As Greggs have recently shared an unexpected seven-million-pound bonus with their staff, it’s reasonable to assume their 25,000 employees are all feeling valued right now. ‘10% of Greggs’ profits each year go to everyone, all staff. But, we have just had such a good year that we also decided on a special one-off payment. Just to say thanks. That's why it was £7 million shared out equally for everyone, regardless of your position in the company. The board had a strong feeling that we shouldn't differentiate.’

That instinctive sense of corporate fairness really seems to have worked. ‘We got some great responses from all around the national team – little social media gifs sent in with people dancing in shops, that kind of thing. January can be depressing. People talk about Blue Monday but – when we made the announcement – for our employees it turned into a Wonderful Wednesday.’

Currie lives in Harrogate, driving the eighty miles to Newcastle and back every day. She starts the morning listening to Radio 4 in the car and usually has a Greggs’ porridge for breakfast when she gets to work. The long journey gives her the opportunity to mentally prepare for the day ahead. Maybe it was on this daily pilgrimage up the A1 when she came up with her subtle insight into the essential uniqueness of corporate culture. ‘A lot of what we do is about analysing our competitors; trying to understand the things that they're doing right. But the thing about a culture is you can't really see it, and so it can’t be copied. Culture is intangible, so many little things go to make it up.’
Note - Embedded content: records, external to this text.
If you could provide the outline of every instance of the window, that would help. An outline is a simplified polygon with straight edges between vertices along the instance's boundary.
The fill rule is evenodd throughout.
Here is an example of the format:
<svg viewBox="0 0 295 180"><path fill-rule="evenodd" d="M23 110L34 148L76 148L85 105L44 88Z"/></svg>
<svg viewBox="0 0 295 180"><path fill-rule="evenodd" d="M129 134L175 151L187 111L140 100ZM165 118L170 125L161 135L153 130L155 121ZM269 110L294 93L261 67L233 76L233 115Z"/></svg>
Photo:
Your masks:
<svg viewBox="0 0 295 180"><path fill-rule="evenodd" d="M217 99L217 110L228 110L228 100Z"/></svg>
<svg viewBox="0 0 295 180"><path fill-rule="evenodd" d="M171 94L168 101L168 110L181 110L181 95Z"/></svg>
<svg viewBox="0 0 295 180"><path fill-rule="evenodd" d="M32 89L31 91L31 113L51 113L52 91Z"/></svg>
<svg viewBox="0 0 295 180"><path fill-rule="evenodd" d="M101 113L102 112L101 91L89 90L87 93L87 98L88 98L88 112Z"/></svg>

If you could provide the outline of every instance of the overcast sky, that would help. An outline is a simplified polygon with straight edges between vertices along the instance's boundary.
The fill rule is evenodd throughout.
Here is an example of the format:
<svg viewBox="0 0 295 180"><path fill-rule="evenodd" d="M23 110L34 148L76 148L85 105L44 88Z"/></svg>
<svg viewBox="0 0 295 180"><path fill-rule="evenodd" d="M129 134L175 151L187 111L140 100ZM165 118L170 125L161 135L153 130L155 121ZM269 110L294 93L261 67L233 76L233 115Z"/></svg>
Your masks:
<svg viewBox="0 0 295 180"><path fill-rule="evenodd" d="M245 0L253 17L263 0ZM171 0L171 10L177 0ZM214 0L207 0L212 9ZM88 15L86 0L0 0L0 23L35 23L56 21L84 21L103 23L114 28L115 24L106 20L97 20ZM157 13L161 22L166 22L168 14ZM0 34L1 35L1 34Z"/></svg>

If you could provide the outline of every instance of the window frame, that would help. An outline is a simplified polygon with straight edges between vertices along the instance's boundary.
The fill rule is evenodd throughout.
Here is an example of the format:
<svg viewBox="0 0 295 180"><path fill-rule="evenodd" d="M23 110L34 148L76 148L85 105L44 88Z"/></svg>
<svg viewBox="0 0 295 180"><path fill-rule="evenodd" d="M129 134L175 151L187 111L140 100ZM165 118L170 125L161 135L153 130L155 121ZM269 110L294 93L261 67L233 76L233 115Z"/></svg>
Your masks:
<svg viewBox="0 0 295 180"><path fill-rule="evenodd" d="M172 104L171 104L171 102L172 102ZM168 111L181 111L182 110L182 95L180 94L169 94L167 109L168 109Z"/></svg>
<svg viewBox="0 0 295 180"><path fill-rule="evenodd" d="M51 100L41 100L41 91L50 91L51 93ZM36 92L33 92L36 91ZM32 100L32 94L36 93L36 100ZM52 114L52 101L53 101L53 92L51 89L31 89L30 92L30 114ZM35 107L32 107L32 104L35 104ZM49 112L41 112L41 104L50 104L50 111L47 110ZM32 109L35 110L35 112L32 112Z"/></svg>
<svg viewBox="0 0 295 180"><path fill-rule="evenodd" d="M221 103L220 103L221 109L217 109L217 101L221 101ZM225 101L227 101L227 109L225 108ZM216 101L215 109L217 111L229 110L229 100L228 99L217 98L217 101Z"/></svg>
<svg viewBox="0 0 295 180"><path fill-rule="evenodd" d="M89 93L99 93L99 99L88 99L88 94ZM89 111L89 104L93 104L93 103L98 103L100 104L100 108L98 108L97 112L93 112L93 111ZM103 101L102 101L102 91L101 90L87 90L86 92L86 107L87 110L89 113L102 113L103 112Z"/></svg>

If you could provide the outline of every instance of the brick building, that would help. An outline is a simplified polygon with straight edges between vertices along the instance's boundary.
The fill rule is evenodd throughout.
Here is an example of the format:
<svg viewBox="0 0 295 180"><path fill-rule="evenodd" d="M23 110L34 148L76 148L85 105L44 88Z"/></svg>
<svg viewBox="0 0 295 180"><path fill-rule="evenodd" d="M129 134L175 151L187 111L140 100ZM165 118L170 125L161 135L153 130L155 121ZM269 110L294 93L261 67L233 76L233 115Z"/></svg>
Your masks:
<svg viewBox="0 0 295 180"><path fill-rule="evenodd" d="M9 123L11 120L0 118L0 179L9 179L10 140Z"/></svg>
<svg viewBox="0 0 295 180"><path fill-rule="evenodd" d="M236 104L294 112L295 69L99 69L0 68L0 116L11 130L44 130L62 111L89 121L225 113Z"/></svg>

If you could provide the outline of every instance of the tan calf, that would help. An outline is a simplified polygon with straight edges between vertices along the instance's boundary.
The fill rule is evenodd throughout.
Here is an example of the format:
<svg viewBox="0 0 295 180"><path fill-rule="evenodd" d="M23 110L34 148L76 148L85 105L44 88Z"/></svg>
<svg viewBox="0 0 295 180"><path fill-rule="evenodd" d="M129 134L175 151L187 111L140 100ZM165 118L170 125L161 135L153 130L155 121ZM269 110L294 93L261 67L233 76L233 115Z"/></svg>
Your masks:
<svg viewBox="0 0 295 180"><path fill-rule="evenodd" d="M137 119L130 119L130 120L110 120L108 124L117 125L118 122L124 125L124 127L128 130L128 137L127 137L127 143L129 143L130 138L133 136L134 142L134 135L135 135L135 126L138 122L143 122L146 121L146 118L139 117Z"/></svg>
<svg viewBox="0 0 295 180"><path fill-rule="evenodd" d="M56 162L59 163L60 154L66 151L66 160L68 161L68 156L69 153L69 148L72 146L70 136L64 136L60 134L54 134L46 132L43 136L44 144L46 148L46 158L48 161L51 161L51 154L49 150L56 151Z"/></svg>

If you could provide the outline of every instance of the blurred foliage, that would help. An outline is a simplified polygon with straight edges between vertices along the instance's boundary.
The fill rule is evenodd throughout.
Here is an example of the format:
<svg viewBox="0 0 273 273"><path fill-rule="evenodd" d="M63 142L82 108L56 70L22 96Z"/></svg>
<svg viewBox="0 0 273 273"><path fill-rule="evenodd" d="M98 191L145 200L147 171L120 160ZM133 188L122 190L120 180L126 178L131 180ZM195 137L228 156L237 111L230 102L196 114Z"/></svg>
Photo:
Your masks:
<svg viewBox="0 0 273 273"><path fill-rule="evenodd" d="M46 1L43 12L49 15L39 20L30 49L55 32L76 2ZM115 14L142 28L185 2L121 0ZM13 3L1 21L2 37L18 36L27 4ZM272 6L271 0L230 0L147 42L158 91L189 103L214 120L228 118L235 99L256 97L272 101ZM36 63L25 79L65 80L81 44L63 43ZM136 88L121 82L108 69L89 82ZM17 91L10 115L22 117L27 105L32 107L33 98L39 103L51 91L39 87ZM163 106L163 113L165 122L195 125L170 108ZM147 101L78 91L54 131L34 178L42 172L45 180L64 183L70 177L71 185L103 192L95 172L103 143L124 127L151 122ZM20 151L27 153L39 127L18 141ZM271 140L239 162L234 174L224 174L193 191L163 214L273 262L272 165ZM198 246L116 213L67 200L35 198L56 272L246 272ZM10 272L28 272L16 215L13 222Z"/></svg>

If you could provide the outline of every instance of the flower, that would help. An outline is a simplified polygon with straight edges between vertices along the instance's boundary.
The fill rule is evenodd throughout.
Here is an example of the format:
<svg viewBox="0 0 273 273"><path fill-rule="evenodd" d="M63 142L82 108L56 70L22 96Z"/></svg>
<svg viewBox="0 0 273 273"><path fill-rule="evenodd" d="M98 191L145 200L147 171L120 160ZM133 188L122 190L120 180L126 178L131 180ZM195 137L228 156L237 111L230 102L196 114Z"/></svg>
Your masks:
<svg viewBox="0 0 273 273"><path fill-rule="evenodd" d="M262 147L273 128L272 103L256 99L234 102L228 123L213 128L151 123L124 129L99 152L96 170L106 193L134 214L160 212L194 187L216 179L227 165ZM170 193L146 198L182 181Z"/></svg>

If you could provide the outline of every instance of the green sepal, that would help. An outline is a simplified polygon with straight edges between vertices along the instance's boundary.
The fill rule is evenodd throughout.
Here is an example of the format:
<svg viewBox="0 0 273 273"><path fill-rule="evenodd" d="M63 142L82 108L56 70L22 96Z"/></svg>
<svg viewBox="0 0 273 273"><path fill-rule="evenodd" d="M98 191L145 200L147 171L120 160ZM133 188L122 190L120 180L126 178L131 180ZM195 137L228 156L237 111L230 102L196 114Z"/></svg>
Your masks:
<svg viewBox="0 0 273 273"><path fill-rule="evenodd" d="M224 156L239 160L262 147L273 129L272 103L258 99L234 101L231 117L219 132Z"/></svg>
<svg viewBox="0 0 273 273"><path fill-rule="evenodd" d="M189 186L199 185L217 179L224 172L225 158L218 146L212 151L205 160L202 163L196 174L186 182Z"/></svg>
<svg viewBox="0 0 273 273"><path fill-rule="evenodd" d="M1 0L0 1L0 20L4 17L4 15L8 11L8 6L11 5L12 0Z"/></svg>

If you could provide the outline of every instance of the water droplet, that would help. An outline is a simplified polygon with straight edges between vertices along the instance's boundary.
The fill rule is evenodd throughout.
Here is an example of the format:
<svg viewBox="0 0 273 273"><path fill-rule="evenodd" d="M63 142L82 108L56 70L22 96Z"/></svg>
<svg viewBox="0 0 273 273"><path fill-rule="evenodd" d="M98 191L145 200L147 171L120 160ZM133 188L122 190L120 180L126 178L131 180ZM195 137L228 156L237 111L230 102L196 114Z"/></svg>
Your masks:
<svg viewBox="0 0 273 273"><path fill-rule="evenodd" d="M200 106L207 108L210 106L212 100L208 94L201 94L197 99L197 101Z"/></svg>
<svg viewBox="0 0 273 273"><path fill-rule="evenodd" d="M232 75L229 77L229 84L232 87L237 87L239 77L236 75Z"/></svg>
An elusive “secret sauce” then, just as Whiteside describes it. Something impossible to replicate. ‘You can't put a price on it. But, I think part of what makes Greggs’ culture so special is that we don't really dictate the What and the How of the day at work. We let people be themselves; use their own personality to really connect with our customers.’

So, there it is. The bad news for the competition. Even, in the unlikely event, you manage to get your hands on the recipe for Greggs’ – now legendary – vegan sausage roll, you will still fail to clone their culture.